The public opening for Marco Anelli: Building Magazzino will be hosted Wednesday, October 4 from 6pm to 9pm at the Italian Cultural Institute of New York’s Park Avenue townhouse. On the occasion of the exhibition opening, Giorgio Van Straten, Director of the Italian Cultural Institute of New York, the artist and Magazzino Italian Art’s founders Nancy Olnick and Giorgio Spanu will give introductory remarks.
The photographic book Marco Anelli: Building Magazzino, published by Skira Rizzoli, comprises 129 color photographs and a preface by Nancy Olnick and Giorgio Spanu, along with essays by Manuel Blanco, Alberto Campo Baeza, Marvin Heiferman, Miguel Quismondo and Vittorio Calabrese. The book design is by Beatriz Cifuentes, Waterhouse Cifuentes Design. Copies of Marco Anelli: Building Magazzino will be available in bookstores beginning November 2017.
Marco Anelli is a Roman-born, New York-based photographer. After specializing in black and white photography and printing techniques in Paris, he started working on photographic projects that evolve over long periods of time. His publications include works on sculpture and architecture (Shadow and Light, Silvana Publisher 1999; All’Ombra del Duomo, Contrasto 2010), sport (Il Calcio, Motta Publisher 2002; Pallacorda, Skira 2004) and classical music (La Musica Immaginata, Motta Publisher 2004; The Gestures of the Spirit, Peliti Publisher 2011). In 2010 he took portraits of 1,545 participants in Marina Abramović’s performance at the MoMA (Portraits in the Presence of Marina Abramović, Damiani, Publisher 2010).
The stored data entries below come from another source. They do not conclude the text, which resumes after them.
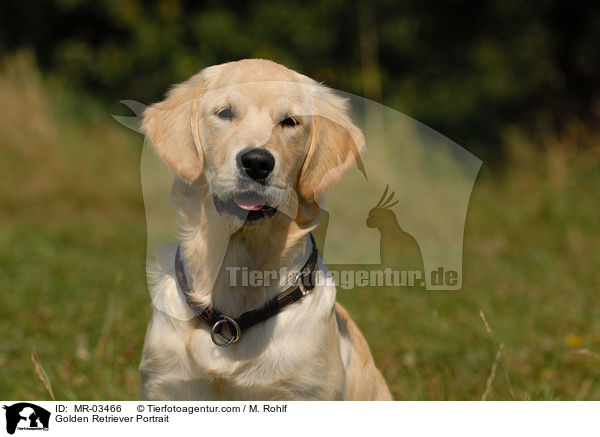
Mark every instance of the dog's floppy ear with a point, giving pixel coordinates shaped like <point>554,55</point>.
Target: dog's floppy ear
<point>172,128</point>
<point>335,146</point>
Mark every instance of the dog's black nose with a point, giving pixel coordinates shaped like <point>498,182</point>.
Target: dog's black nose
<point>257,164</point>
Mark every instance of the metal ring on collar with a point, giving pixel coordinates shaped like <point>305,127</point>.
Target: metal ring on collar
<point>235,337</point>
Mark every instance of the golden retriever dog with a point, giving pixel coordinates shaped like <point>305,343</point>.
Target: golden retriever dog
<point>254,146</point>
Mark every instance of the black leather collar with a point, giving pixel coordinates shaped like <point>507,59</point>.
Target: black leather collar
<point>218,322</point>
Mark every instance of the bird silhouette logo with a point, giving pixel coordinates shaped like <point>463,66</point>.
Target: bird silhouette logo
<point>397,249</point>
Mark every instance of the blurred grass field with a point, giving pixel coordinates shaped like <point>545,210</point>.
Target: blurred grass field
<point>73,287</point>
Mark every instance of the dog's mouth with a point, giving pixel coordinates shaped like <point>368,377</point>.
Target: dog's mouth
<point>248,207</point>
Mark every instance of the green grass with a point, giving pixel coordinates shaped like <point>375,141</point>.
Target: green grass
<point>72,280</point>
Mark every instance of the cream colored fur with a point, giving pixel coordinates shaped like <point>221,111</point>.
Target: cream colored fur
<point>311,350</point>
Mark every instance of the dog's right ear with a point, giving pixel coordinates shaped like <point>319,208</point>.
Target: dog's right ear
<point>172,128</point>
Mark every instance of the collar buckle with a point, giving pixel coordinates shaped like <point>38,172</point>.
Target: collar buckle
<point>234,327</point>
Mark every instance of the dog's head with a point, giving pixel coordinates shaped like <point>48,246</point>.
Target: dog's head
<point>263,138</point>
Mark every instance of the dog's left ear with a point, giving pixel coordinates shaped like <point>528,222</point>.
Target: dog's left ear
<point>172,128</point>
<point>336,145</point>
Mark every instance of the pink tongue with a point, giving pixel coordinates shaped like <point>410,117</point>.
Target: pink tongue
<point>249,205</point>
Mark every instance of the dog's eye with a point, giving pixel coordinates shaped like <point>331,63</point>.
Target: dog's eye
<point>290,121</point>
<point>225,114</point>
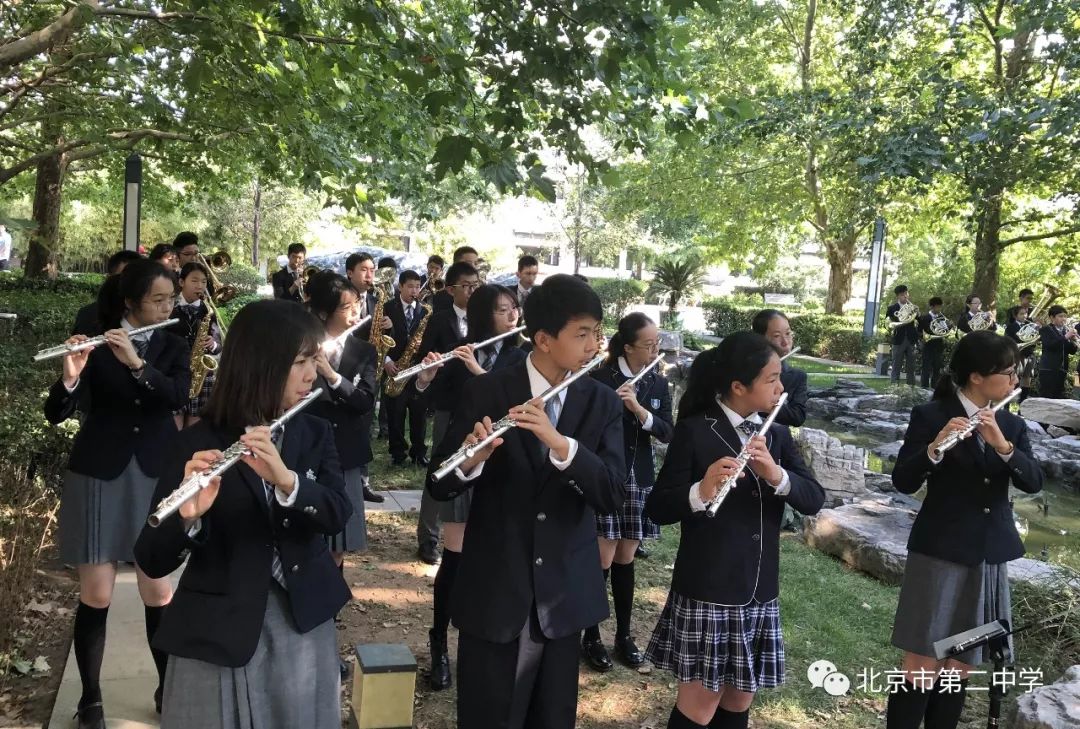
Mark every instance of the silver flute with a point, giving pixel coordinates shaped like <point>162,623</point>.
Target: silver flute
<point>464,453</point>
<point>742,459</point>
<point>61,350</point>
<point>417,368</point>
<point>197,482</point>
<point>958,435</point>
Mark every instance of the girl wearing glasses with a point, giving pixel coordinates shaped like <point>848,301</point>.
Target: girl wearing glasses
<point>647,415</point>
<point>963,537</point>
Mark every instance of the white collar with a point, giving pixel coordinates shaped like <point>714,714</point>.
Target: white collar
<point>539,383</point>
<point>737,419</point>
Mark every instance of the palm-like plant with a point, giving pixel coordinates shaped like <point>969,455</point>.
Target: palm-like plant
<point>676,277</point>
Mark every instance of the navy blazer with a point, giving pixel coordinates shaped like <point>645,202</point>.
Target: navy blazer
<point>1055,349</point>
<point>966,516</point>
<point>531,536</point>
<point>216,615</point>
<point>653,394</point>
<point>124,416</point>
<point>733,557</point>
<point>348,407</point>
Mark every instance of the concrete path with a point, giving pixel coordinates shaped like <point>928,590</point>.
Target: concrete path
<point>129,677</point>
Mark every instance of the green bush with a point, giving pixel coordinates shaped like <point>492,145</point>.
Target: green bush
<point>618,295</point>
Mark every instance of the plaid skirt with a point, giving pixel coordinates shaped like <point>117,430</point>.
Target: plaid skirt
<point>719,645</point>
<point>630,522</point>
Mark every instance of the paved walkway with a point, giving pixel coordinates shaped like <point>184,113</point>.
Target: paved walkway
<point>129,677</point>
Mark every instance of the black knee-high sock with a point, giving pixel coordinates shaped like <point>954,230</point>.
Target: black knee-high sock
<point>90,649</point>
<point>906,707</point>
<point>622,595</point>
<point>725,719</point>
<point>593,632</point>
<point>945,705</point>
<point>444,588</point>
<point>680,720</point>
<point>160,658</point>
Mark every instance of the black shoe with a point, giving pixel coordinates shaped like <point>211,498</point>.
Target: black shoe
<point>628,652</point>
<point>596,656</point>
<point>91,716</point>
<point>428,554</point>
<point>440,678</point>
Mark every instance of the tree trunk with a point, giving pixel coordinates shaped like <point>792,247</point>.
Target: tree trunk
<point>988,247</point>
<point>256,225</point>
<point>841,256</point>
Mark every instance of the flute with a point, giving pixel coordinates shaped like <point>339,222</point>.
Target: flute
<point>742,460</point>
<point>61,350</point>
<point>958,435</point>
<point>464,453</point>
<point>345,335</point>
<point>190,486</point>
<point>417,368</point>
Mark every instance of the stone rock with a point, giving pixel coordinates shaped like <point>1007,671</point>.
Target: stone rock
<point>838,468</point>
<point>1053,706</point>
<point>1062,413</point>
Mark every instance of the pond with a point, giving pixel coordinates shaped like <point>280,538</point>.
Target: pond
<point>1052,517</point>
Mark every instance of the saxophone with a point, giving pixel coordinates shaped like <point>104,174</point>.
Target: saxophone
<point>201,363</point>
<point>405,361</point>
<point>381,342</point>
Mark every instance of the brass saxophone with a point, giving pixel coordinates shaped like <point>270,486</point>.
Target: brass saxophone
<point>405,361</point>
<point>201,362</point>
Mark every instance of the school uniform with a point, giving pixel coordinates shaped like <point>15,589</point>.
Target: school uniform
<point>282,281</point>
<point>726,584</point>
<point>191,315</point>
<point>347,405</point>
<point>250,631</point>
<point>653,394</point>
<point>963,537</point>
<point>407,403</point>
<point>933,351</point>
<point>1054,362</point>
<point>116,458</point>
<point>529,578</point>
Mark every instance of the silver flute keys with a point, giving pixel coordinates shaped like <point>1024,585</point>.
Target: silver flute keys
<point>958,435</point>
<point>190,486</point>
<point>417,368</point>
<point>742,460</point>
<point>464,453</point>
<point>61,350</point>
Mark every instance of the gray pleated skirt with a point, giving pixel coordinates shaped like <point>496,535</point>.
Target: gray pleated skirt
<point>353,538</point>
<point>291,682</point>
<point>940,598</point>
<point>99,521</point>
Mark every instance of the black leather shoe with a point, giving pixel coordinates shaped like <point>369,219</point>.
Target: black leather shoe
<point>91,716</point>
<point>428,554</point>
<point>440,678</point>
<point>596,656</point>
<point>628,652</point>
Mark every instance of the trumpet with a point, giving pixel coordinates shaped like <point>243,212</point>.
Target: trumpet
<point>62,350</point>
<point>742,459</point>
<point>416,369</point>
<point>958,435</point>
<point>464,453</point>
<point>230,456</point>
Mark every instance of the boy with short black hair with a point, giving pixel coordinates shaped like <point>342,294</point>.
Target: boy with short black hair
<point>529,579</point>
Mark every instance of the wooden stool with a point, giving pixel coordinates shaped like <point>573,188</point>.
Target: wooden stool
<point>383,684</point>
Since 2011 he’s been exploring the character of the artist and their work as expressed in their studio. Something Wicked This Way Comes is a project that leads the viewer into the creative process of worldwide famous artists such as Matthew Barney, Lawrence Weiner, Cecily Brown, Urs Fischer, Elizabeth Peyton, Julian Schnabel, Vito Acconci and others. In 2015 he completed A Simple Story, his project on the construction of the new Whitney Museum of American Art. New York’s architecture, building sites and their workers are the subjects of his most recent research. He lives and works in New York City.